Conclusions and Recommendations
Wikibon believes that Optimized IB switches are a significant improvement relative to traditional InfiniBand switch approaches, and we expect other vendors to follow QLogic’s lead in this area to avoid over-allocating bandwidth to each individual server.
In addition, Wikibon believes that host-based designs with lightweight messaging protocols will replace the traditional HCA-offload design, using the modern multi-core servers as a faster, lower latency and higher throughput way of designing HPC clusters. With increased processing power and scaling requirements in both HPC and non-traditional InfiniBand use cases we expect OIB switches to become a staple of large computer network configurations.
Importantly, our research shows that most supercomputing workloads will work just as effectively on Optimized IB configurations, at a savings of $1,117 per server; money that could be better spent on enhancing other parts of the computing infrastructure. Optimized InfiniBand switches are a more efficient and cost-effective way of connecting large numbers of servers in most environments. Senior IT management and IB Network Managers should include Optimized IB switches as a default in their RFPs. The exception to this rule is workloads that will consistently exceed the bandwidth between edge switches and core switches.
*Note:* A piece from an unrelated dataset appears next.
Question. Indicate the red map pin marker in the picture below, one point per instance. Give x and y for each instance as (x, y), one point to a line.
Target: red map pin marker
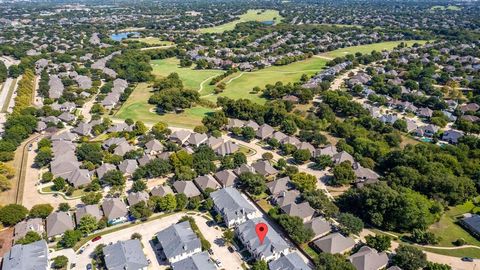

Key Questions: The following six questions should be asked when evaluating InfiniBand fabrics for your specific environment:
- Is the fundamental InfiniBand switching design HCA-offload based or host-based?
- What extensions are provided to the basic InfiniBand fabric?
- What topologies are supported by the IB fabric?
- What management, configuration and debugging tools are available and how well are they regarded by fellow users?
- Do the switch elements allow different configurations between the front-end and back-end ports to maximize utilization of the fabric?
- What is the highest port count and bandwidth on IB switches?
- What is the highest message count that can be achieved?